This progressive strategy first bridges the gap between the codec latent space and the diffusion manifold before fine-tuning for perceptual quality.
Key Experimental Results¶
Main Results¶
Perceptual Quality Comparison (BD-Rate %, anchored to VVC; lower is better):
| Method | HEVC-B LPIPS | MCL-JCV LPIPS | UVG LPIPS | UVG DISTS |
|---|---|---|---|---|
| GLC-Video | -79.1% | -74.8% | -60.0% | -10.3% |
| GNVC-VD | -89.4% | -90.8% | -86.5% | -96.1% |
GNVC-VD achieves the best perceptual quality across all benchmarks and metrics, outperforming GLC-Video by a further 10–26 percentage points in BD-Rate.
Temporal Consistency Comparison (HEVC-B):
| Method | \(E_{\text{warp}} \downarrow\) | CLIP-F \(\uparrow\) |
|---|---|---|
| GLC-Video | 86.5 | 0.979 |
| GNVC-VD | 66.6 | 0.982 |
| HEVC | 23.3 | 0.982 |
Ablation Study¶
| Configuration | HEVC-B BD-LPIPS | UVG BD-LPIPS | Note |
|---|---|---|---|
| Full model | 0 | 0 | Baseline |
| W/o Latent Refinement | +0.181 | +0.159 | Removing diffusion refinement causes severe over-smoothing |
| W/o Stage I Loss | +0.016 | +0.016 | Removing latent alignment degrades detail recovery |
| W/o Stage II Loss | +0.252 | +0.242 | Removing pixel-level fine-tuning causes the most severe degradation |
Key Findings¶
- The diffusion refinement module contributes most: Its removal causes a BD-LPIPS degradation of +0.181, producing severely over-smoothed results, confirming that the video diffusion prior is central to perceptual quality recovery.
- Stage II pixel-level fine-tuning is indispensable: Its removal leads to the worst degradation (+0.252), demonstrating that latent-space alignment alone is insufficient for optimal perceptual reconstruction.
- Source of temporal consistency gains: GNVC-VD achieves an \(E_{\text{warp}}\) of 66.6, far below GLC-Video's 86.5. Inter-frame texture drift and flickering in GLC-Video are clearly visible in spatiotemporal visualizations.
- Traditional codecs (HEVC/VVC) achieve the lowest \(E_{\text{warp}}\) due to excessive smoothing, which constitutes a form of "false stability" rather than genuine temporal coherence.
Highlights & Insights¶
- First introduction of a video-native diffusion prior into NVC: This work bypasses the limiting pathway of "image prior → video compression" and directly employs a video diffusion model to capture spatiotemporal dependencies, fundamentally addressing inter-frame flickering. The principle of "solving a sequence-level problem with a sequence-level prior" is both natural and effective.

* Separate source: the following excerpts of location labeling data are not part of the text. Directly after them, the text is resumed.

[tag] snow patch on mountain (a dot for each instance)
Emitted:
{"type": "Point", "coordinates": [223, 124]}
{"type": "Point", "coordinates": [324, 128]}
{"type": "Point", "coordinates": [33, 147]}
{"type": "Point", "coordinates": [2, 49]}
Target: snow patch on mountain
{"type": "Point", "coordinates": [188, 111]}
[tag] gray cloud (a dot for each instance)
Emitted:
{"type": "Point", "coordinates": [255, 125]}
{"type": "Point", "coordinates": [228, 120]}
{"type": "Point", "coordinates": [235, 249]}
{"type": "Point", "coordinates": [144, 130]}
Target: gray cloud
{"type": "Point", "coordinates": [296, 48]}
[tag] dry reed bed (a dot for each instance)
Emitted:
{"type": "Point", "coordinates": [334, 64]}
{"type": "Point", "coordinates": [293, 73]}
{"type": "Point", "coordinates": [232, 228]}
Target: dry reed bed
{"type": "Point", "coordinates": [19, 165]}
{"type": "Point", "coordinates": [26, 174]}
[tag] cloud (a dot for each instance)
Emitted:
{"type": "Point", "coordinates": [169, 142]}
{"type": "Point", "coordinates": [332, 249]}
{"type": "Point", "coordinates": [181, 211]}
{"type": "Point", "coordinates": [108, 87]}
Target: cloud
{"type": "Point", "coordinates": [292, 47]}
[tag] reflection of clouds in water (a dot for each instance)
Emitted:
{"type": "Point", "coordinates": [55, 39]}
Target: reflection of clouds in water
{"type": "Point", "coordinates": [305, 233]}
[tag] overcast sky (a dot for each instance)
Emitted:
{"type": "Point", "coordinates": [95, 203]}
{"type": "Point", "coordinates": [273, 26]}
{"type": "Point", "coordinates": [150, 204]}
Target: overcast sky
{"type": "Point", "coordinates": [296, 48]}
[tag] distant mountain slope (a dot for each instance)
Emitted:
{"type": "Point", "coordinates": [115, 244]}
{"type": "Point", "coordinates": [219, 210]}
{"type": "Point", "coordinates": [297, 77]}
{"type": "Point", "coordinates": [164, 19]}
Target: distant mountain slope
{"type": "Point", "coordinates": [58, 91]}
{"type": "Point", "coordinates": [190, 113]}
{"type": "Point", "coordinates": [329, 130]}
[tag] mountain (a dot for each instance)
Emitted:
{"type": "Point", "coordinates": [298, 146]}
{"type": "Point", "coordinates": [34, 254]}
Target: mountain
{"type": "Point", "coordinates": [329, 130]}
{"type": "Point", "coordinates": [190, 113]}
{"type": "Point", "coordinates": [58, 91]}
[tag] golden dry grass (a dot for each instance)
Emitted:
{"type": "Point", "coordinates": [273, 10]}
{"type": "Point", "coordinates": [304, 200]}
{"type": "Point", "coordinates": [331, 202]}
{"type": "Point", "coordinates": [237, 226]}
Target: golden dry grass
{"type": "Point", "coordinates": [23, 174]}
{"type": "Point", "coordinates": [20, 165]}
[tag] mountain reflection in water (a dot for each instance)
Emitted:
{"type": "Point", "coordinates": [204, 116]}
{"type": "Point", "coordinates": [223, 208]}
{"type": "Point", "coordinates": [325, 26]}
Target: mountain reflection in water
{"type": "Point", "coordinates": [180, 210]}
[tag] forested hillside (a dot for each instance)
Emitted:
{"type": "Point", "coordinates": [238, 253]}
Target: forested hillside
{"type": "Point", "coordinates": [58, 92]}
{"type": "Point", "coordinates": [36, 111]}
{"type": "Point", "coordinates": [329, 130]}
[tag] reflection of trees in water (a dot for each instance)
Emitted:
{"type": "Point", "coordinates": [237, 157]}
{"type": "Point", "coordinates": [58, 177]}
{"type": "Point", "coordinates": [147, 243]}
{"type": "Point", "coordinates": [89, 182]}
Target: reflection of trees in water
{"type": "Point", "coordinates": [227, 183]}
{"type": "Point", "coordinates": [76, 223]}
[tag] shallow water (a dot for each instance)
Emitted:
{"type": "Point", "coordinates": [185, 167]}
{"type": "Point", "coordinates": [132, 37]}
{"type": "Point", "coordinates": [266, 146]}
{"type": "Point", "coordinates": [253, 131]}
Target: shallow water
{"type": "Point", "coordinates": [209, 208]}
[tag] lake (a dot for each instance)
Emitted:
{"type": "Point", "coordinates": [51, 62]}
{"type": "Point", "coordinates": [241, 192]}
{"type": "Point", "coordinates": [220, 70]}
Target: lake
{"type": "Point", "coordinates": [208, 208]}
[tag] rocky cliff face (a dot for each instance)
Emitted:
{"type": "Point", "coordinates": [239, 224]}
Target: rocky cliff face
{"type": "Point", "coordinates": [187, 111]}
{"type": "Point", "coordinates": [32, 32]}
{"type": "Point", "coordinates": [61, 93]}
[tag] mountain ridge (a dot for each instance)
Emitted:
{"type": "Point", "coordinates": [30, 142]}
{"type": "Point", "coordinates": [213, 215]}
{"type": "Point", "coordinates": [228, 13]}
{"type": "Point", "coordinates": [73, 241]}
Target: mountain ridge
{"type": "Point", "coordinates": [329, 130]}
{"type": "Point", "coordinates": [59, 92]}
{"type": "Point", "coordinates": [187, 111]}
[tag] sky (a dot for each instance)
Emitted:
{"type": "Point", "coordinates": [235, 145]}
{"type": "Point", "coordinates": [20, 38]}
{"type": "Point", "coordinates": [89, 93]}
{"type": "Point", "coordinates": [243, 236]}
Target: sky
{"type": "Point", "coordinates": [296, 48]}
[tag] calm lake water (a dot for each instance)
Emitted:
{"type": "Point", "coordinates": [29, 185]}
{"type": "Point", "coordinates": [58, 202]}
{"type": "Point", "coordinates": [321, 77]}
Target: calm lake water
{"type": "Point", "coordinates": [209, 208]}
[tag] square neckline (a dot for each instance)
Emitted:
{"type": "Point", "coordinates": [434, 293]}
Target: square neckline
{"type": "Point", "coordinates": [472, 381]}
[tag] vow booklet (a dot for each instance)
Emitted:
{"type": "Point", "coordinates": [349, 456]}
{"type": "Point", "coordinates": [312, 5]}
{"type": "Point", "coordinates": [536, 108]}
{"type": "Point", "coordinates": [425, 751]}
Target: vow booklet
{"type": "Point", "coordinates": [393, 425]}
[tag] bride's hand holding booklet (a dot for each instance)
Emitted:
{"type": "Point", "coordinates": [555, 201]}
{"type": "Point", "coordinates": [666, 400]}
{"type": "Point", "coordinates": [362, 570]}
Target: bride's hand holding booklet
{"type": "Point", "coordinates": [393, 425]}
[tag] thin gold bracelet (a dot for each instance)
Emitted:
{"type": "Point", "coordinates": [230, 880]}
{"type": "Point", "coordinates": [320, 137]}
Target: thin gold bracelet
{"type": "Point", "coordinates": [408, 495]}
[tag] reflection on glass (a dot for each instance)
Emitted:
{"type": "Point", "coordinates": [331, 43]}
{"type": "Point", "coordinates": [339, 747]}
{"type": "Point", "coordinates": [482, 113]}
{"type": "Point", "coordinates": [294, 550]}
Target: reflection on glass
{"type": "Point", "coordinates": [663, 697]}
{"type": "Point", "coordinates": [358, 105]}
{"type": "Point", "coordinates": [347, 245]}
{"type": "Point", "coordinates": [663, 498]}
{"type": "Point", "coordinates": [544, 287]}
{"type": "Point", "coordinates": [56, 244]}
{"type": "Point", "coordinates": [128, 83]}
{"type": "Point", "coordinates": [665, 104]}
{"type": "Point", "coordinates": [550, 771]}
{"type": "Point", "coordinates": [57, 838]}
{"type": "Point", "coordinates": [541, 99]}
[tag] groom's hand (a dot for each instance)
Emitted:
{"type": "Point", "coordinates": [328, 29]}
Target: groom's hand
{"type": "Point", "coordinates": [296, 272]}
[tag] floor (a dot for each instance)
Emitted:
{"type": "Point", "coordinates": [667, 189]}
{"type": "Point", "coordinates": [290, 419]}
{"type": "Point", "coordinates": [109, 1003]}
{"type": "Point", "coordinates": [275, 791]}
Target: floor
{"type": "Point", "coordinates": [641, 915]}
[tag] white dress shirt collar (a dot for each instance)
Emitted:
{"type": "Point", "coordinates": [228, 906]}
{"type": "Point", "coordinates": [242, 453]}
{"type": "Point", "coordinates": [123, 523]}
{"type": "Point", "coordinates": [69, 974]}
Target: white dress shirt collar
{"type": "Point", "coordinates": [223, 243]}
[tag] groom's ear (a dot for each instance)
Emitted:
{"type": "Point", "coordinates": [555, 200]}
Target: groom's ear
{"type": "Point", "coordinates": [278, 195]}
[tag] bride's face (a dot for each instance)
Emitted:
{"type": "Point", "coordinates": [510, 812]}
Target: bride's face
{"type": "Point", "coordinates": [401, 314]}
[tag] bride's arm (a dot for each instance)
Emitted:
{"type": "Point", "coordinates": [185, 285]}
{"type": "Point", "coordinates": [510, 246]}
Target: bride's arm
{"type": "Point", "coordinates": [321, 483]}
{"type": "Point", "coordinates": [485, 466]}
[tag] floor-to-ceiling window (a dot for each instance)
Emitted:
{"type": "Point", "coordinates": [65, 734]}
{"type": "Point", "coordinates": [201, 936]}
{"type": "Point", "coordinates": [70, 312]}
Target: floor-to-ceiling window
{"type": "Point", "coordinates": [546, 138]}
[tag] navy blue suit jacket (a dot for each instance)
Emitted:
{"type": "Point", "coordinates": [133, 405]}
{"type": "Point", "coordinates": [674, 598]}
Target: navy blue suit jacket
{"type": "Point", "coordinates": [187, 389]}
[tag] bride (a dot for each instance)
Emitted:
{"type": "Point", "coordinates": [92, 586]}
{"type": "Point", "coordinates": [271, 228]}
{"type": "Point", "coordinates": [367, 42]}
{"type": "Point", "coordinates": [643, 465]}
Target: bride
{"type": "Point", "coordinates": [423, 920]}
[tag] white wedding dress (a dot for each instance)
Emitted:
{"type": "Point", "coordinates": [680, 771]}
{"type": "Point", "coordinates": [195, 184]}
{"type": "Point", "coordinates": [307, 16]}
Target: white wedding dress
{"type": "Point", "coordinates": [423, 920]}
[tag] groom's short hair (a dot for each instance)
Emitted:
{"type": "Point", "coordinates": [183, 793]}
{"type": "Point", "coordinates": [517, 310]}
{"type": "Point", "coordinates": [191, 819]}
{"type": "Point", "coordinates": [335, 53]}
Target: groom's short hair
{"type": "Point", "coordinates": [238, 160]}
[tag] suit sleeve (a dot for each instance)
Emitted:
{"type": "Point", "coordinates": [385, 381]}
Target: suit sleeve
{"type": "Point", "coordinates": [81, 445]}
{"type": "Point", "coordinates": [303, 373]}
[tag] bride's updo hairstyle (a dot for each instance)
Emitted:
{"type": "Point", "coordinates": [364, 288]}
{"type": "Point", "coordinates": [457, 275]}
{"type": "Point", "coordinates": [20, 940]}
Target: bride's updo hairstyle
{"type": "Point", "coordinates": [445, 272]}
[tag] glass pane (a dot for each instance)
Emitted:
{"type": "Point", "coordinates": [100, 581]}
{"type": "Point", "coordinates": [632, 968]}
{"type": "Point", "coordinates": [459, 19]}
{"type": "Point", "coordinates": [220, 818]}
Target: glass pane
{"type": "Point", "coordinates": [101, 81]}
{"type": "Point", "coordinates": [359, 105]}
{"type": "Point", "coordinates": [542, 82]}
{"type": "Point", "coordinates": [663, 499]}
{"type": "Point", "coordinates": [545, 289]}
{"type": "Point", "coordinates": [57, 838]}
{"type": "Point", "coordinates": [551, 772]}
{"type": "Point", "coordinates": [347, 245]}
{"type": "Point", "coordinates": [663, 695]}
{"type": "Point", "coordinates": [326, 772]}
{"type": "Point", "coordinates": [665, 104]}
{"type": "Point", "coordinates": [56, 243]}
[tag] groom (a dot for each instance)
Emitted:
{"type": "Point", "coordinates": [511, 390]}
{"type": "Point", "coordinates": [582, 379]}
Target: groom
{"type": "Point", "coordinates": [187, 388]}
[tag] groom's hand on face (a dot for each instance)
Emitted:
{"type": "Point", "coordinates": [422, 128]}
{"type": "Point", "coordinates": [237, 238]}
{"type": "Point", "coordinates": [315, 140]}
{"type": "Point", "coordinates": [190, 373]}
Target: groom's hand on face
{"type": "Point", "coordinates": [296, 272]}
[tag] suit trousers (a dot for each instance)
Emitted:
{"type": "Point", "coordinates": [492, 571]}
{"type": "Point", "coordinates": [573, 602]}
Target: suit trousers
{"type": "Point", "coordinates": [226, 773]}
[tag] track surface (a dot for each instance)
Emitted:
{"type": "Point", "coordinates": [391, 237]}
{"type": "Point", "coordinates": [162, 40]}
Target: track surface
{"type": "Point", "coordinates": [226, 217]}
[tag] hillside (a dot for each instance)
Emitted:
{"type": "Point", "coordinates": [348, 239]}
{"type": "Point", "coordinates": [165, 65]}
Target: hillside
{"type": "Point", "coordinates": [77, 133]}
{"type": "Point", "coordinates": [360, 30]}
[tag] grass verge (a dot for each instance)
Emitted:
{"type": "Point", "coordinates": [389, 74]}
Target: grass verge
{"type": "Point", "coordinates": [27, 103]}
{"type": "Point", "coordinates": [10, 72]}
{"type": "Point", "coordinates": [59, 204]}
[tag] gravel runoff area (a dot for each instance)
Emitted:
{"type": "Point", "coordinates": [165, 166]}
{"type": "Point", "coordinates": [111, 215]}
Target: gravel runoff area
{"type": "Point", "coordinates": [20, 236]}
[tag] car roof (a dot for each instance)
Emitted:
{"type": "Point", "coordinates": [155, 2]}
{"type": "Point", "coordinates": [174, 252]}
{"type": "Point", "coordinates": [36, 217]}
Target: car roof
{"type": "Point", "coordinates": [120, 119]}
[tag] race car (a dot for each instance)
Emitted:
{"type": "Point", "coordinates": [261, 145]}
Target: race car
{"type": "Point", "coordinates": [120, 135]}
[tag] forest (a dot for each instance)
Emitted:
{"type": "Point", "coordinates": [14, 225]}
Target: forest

- Partial denoising from compressed latents: Starting from the compressed latent rather than pure noise substantially reduces the number of denoising steps (only 5 are required) while preserving the generative model's capacity for detail recovery. The formal decomposition of the velocity field into pretrained and correction components is also elegant.
- Design rationale of the two-stage training strategy: Direct end-to-end training is unstable; the progressive approach of latent alignment followed by pixel-level fine-tuning resolves the distributional mismatch between the diffusion manifold and compressed latents. This paradigm is transferable to other settings where pretrained generative models are adapted to downstream tasks.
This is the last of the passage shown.